On-chain data paints a grim picture of the market’s fragile state. Coinglass reported that the global crypto market saw **$2.561 billion** in liquidations on February 1 alone, with over **420,000** investors’ positions forcibly closed. A staggering **90%** of these liquidations were long positions, with high-leverage traders bearing the brunt of the impact. The lack of depth in the current market order book meant that even modest sell orders could trigger severe price fluctuations, amplifying panic and leading to a vicious cycle of selling pressure and forced liquidations.
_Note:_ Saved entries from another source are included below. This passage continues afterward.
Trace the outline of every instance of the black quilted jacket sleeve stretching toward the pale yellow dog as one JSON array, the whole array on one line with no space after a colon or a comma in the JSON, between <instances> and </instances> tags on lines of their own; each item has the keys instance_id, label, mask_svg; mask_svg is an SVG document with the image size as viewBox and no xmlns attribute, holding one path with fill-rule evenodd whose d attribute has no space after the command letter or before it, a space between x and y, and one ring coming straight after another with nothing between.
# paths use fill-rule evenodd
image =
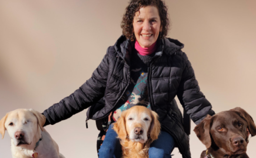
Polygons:
<instances>
[{"instance_id":1,"label":"black quilted jacket sleeve stretching toward the pale yellow dog","mask_svg":"<svg viewBox=\"0 0 256 158\"><path fill-rule=\"evenodd\" d=\"M104 96L108 72L109 59L106 54L89 80L70 96L43 112L43 115L46 116L45 126L65 120L100 100Z\"/></svg>"}]
</instances>

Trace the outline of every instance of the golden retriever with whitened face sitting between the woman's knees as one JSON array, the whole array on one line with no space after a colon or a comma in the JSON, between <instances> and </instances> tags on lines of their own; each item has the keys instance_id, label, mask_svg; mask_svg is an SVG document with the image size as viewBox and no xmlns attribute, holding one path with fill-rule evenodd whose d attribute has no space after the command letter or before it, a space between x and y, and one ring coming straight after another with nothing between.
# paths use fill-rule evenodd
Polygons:
<instances>
[{"instance_id":1,"label":"golden retriever with whitened face sitting between the woman's knees","mask_svg":"<svg viewBox=\"0 0 256 158\"><path fill-rule=\"evenodd\" d=\"M113 129L122 145L123 158L148 158L150 144L160 133L158 115L143 106L123 111Z\"/></svg>"}]
</instances>

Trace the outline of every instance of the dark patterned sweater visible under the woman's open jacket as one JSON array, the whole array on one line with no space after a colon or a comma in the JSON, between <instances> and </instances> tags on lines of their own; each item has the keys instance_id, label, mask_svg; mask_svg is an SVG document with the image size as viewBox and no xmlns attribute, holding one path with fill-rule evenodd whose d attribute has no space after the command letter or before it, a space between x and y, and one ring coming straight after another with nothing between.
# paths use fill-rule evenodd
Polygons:
<instances>
[{"instance_id":1,"label":"dark patterned sweater visible under the woman's open jacket","mask_svg":"<svg viewBox=\"0 0 256 158\"><path fill-rule=\"evenodd\" d=\"M112 121L117 121L122 111L136 105L151 109L147 93L147 69L154 55L155 53L143 56L140 55L136 49L132 51L131 80L126 92L119 101L117 109L112 113Z\"/></svg>"}]
</instances>

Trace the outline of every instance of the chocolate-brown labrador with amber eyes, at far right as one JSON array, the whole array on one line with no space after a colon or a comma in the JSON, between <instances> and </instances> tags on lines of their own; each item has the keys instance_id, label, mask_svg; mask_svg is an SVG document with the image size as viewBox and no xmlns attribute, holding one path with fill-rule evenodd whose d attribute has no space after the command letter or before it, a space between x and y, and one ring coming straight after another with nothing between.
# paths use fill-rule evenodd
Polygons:
<instances>
[{"instance_id":1,"label":"chocolate-brown labrador with amber eyes, at far right","mask_svg":"<svg viewBox=\"0 0 256 158\"><path fill-rule=\"evenodd\" d=\"M247 129L252 136L256 135L252 117L242 108L208 115L194 129L207 148L200 158L249 158Z\"/></svg>"}]
</instances>

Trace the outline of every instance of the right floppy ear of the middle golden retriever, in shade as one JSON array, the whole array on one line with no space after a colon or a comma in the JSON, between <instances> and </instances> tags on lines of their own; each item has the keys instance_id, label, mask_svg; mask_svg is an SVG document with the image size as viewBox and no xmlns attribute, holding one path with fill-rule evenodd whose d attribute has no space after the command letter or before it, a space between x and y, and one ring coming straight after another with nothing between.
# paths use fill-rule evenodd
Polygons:
<instances>
[{"instance_id":1,"label":"right floppy ear of the middle golden retriever, in shade","mask_svg":"<svg viewBox=\"0 0 256 158\"><path fill-rule=\"evenodd\" d=\"M150 126L150 137L154 141L158 138L158 135L161 130L161 125L160 122L158 121L158 115L155 111L151 111L151 117L152 117L152 122Z\"/></svg>"}]
</instances>

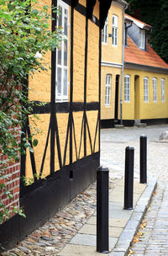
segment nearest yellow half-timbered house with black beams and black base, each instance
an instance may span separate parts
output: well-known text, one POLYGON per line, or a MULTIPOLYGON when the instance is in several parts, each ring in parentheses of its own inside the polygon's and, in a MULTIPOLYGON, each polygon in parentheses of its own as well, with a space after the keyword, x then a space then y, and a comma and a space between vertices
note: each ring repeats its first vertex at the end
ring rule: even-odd
POLYGON ((21 179, 20 205, 26 218, 13 216, 0 227, 5 248, 87 189, 99 166, 101 36, 111 0, 41 2, 60 8, 50 28, 62 27, 64 40, 45 56, 48 72, 29 77, 29 99, 37 104, 24 132, 33 133, 37 115, 39 143, 21 157, 20 176, 29 183, 25 186, 21 179))

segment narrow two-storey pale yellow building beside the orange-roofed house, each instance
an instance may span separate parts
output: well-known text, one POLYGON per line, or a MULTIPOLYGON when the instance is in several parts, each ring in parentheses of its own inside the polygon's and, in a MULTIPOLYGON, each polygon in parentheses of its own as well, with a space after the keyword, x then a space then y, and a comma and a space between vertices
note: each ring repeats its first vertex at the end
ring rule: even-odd
POLYGON ((123 69, 123 18, 128 4, 112 1, 102 30, 101 127, 113 127, 120 116, 123 69))

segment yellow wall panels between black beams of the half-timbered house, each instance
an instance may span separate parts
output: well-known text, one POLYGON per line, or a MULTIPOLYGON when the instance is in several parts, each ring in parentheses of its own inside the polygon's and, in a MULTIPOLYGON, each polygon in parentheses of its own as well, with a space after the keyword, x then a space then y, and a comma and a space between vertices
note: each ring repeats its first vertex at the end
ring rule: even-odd
MULTIPOLYGON (((46 2, 46 1, 45 1, 46 2)), ((97 0, 98 2, 98 0, 97 0)), ((86 1, 81 0, 81 4, 86 5, 86 1), (84 4, 85 3, 85 4, 84 4)), ((50 4, 48 0, 48 5, 50 4)), ((71 14, 71 7, 69 8, 71 14)), ((99 16, 99 3, 96 4, 94 8, 94 15, 99 16)), ((71 16, 71 15, 70 15, 71 16)), ((69 17, 71 20, 71 17, 69 17)), ((84 73, 85 73, 85 29, 86 29, 86 18, 81 15, 81 13, 74 12, 74 81, 73 81, 73 101, 74 102, 83 102, 84 101, 84 73)), ((69 36, 71 35, 71 27, 69 28, 69 36)), ((98 72, 98 57, 99 57, 99 28, 96 24, 88 21, 88 58, 87 58, 87 102, 98 102, 98 92, 99 92, 99 72, 98 72)), ((71 41, 69 40, 69 50, 71 41)), ((45 56, 46 62, 50 65, 51 54, 50 52, 45 56)), ((71 61, 70 51, 69 51, 69 63, 71 61)), ((31 88, 29 92, 30 100, 38 100, 42 102, 50 102, 50 69, 47 72, 41 72, 34 74, 33 79, 29 77, 29 87, 31 88)), ((70 82, 70 65, 69 65, 69 82, 70 82)), ((70 86, 69 86, 70 89, 70 86)), ((69 93, 70 98, 70 93, 69 93)), ((63 161, 64 149, 66 144, 66 130, 68 123, 67 113, 56 114, 59 136, 60 136, 60 149, 61 149, 61 159, 63 161)), ((97 125, 97 115, 98 111, 87 111, 87 120, 90 128, 92 146, 95 138, 95 131, 97 125)), ((35 136, 39 143, 37 147, 34 147, 34 158, 36 163, 37 173, 39 175, 39 170, 45 151, 45 143, 47 138, 47 133, 50 125, 50 114, 40 114, 38 115, 39 120, 35 120, 36 127, 39 128, 40 133, 35 136)), ((83 150, 83 137, 81 140, 81 122, 82 122, 83 112, 74 112, 74 125, 76 131, 76 148, 77 154, 79 153, 80 141, 81 141, 81 153, 80 158, 84 157, 83 150)), ((34 116, 29 116, 29 123, 34 126, 34 116)), ((33 128, 31 128, 33 132, 33 128)), ((98 151, 98 132, 96 136, 96 147, 95 152, 98 151)), ((87 156, 90 155, 91 147, 89 142, 89 136, 87 132, 87 156)), ((66 164, 69 164, 69 142, 67 146, 66 153, 66 164)), ((75 150, 75 141, 73 138, 73 162, 76 161, 76 150, 75 150)), ((55 138, 55 171, 59 170, 59 161, 57 155, 57 146, 55 138)), ((50 138, 47 147, 44 172, 42 178, 45 178, 50 174, 50 138)), ((27 150, 27 160, 26 160, 26 177, 31 179, 33 178, 32 168, 29 157, 29 150, 27 150)))

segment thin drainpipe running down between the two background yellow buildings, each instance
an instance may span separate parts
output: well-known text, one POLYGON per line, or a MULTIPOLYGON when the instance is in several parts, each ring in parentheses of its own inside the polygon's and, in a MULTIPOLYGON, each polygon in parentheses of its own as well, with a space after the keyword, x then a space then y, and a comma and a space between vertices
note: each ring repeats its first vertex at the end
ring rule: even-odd
POLYGON ((121 93, 120 93, 120 125, 123 125, 123 66, 124 66, 124 47, 125 47, 125 24, 124 16, 125 10, 128 8, 128 5, 125 5, 123 8, 123 56, 122 56, 122 71, 121 71, 121 93))

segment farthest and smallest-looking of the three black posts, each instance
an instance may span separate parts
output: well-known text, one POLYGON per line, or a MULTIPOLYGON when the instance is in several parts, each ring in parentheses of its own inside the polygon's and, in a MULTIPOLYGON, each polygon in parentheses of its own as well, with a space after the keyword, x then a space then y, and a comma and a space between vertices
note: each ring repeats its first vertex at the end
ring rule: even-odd
POLYGON ((140 183, 147 183, 147 136, 140 136, 140 183))

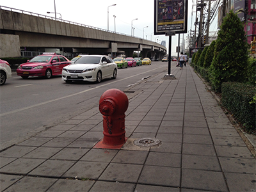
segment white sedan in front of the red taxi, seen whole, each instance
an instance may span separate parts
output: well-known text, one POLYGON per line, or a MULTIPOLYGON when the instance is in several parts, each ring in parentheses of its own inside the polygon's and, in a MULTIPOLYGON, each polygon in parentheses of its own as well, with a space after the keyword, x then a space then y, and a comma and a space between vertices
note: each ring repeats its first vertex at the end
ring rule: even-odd
POLYGON ((117 76, 117 65, 104 55, 84 55, 75 63, 62 69, 62 80, 66 83, 72 81, 95 81, 100 83, 102 79, 117 76))

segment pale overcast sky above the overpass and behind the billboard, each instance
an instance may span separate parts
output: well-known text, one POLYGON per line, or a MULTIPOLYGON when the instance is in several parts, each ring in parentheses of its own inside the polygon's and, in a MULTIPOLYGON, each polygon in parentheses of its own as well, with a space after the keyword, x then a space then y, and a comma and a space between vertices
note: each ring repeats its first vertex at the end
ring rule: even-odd
MULTIPOLYGON (((195 26, 193 25, 195 22, 195 13, 193 13, 193 16, 191 14, 193 4, 195 3, 196 0, 188 0, 188 33, 189 30, 191 29, 191 23, 192 30, 195 30, 195 26)), ((2 1, 0 6, 6 6, 9 8, 37 13, 40 15, 47 15, 48 17, 55 17, 54 0, 9 0, 2 1)), ((152 40, 154 42, 158 42, 159 44, 161 43, 161 41, 165 40, 166 48, 168 50, 169 36, 154 35, 153 0, 55 0, 55 6, 57 18, 60 18, 61 16, 61 19, 63 20, 77 22, 79 24, 93 26, 95 28, 101 29, 108 29, 109 26, 109 31, 115 31, 116 28, 117 33, 124 33, 126 35, 131 35, 132 23, 132 26, 135 28, 134 36, 138 38, 152 40), (116 6, 111 6, 113 4, 116 4, 116 6), (116 17, 114 17, 113 15, 115 15, 116 17)), ((195 6, 193 11, 195 12, 195 6)), ((210 31, 216 31, 216 28, 212 28, 211 26, 210 31)), ((184 34, 184 42, 186 42, 187 40, 186 36, 187 34, 184 34)), ((182 42, 182 39, 183 35, 180 34, 180 43, 182 42)), ((172 55, 177 55, 177 46, 178 35, 175 35, 172 36, 172 55)))

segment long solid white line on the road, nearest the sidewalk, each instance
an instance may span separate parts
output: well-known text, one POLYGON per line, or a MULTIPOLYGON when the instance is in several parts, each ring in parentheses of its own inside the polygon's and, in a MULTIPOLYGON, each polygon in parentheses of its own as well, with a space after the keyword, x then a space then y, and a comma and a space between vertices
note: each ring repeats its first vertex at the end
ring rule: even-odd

Furthermore, on-chain analytics from CryptoQuant indicate that large funds are flowing out of exchanges, and long-term holders are beginning to reduce their positions, signaling spreading market panic.
## Institutional & Retail Impact
The impact on both institutional and retail investors has been severe. The crash has wiped out significant unrealized profits for entities like MicroStrategy, while Bitmine’s ETH unrealized losses have reached a new high of **$5.92 billion**. The widespread fear has led to a significant shift in investor sentiment, with prediction markets showing a strong consensus for prices to remain below key thresholds. For instance, traders heavily favored Bitcoin below **$75,000** for 2026 and below **$80,000** for February 1st. Ethereum markets mirrored this caution, with prices expected to remain under **$2,000** for 2026.
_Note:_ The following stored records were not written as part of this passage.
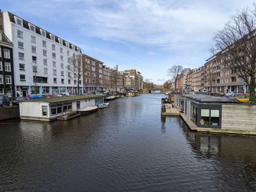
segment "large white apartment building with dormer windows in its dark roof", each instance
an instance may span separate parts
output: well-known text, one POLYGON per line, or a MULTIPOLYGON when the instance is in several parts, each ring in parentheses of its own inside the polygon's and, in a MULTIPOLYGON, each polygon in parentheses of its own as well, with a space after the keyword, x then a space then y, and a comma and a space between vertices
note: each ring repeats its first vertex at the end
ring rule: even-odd
POLYGON ((10 12, 1 14, 3 32, 13 43, 15 95, 34 94, 35 83, 37 94, 76 94, 68 59, 81 49, 10 12))

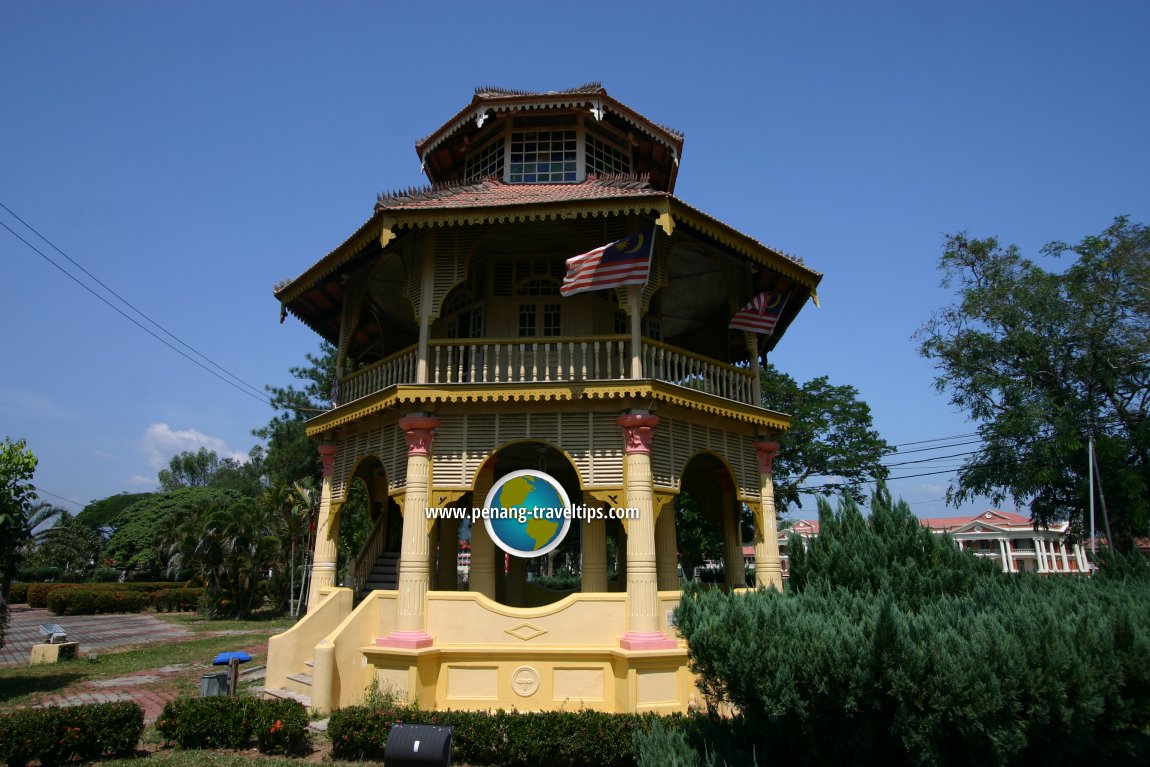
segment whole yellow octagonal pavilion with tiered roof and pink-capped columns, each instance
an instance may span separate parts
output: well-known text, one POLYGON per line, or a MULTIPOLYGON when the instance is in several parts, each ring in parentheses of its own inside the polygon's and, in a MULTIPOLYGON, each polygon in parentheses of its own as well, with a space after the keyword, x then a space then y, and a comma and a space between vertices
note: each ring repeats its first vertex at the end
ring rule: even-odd
POLYGON ((374 682, 424 708, 685 711, 674 498, 721 524, 733 589, 749 508, 754 583, 781 588, 772 461, 789 419, 761 407, 759 362, 821 275, 676 198, 682 135, 599 84, 480 89, 415 148, 430 185, 379 195, 275 292, 338 365, 307 423, 323 466, 308 612, 271 639, 267 691, 321 712, 374 682), (645 284, 560 293, 568 259, 644 232, 645 284), (785 297, 773 332, 730 330, 762 294, 785 297), (459 585, 460 523, 427 509, 483 506, 539 468, 573 504, 637 514, 572 524, 568 592, 475 523, 459 585), (337 585, 353 483, 374 529, 337 585))

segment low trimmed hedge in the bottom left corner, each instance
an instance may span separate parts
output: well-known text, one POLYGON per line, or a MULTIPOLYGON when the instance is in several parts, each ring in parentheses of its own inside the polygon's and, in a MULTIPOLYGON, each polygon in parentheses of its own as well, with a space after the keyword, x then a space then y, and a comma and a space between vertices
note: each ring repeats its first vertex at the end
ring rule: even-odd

| Metric | February 1, 2026 | February 0, 2026 (Est.) | Change |
| :———– | :——————– | :———————- | :——– |
| Bitcoin Price | $76,974.44 | $78,621.11 | -2.09% |
| BTC Volume | $53,372,509,743.57 | $70,479,259,159 | -24.36% |
| ETH Price | $2,267.96 | $2,440 | -7.05% |
| ETH Volume | $40,358,630,560.48 | $35,997,158,853 | +12.12% |
*Note: February 0, 2026 data is based on January 31, 2026 closing prices and estimates for context.*
## Expert Sentiment & Social Proof
Market sentiment has veered sharply negative. The Fear & Greed Index plummeted to **14** on February 1, 2026, signaling extreme fear. Analysts at VanEck described the pullback as an “orderly deleveraging” but noted that the decrease in leverage has made the market more fragile. CryptoQuant CEO indicated that the market bottom has not yet appeared and anticipates a wide-ranging sideways consolidation. PlanB suggests that Bitcoin’s drop to **$77,000** may be a cyclical low, but many analysts remain bearish. The correlation between Bitcoin and the Nasdaq 100 index has reached **0.8**, causing institutions to accelerate their exit, with firms like Jefferies reportedly liquidating all their Bitcoin holdings.
### FAQ / Quick Forecast
* **Is the bottom in?** Current sentiment and on-chain data suggest the market has not yet found its bottom, with widespread expectations of further consolidation or a continued downtrend.
* **What is the next support level?** For Bitcoin, key support levels are identified around **$75,000** and then **$72,000**, areas of previous high transaction volume. For Ethereum, critical support lies near **$2,200** and **$2,100**.
* **How should traders react?** Short-term traders are advised to adopt a wait-and-see approach, cautiously shorting on rebounds and avoiding bottom fishing without clear stop-loss signals. Medium-term investors are urged to remain patient, while long-term investors might consider the current “extreme fear” levels as a potential accumulation phase, albeit with significant risk.
## Conclusion
February 1, 2026, has etched itself into crypto history as a day of profound shock and capitulation. The confluence of geopolitical instability, hawkish monetary policy shifts, and extreme leverage has triggered a brutal market-wide liquidation event. Investors must exercise extreme caution and focus on robust risk management as the market navigates these turbulent waters.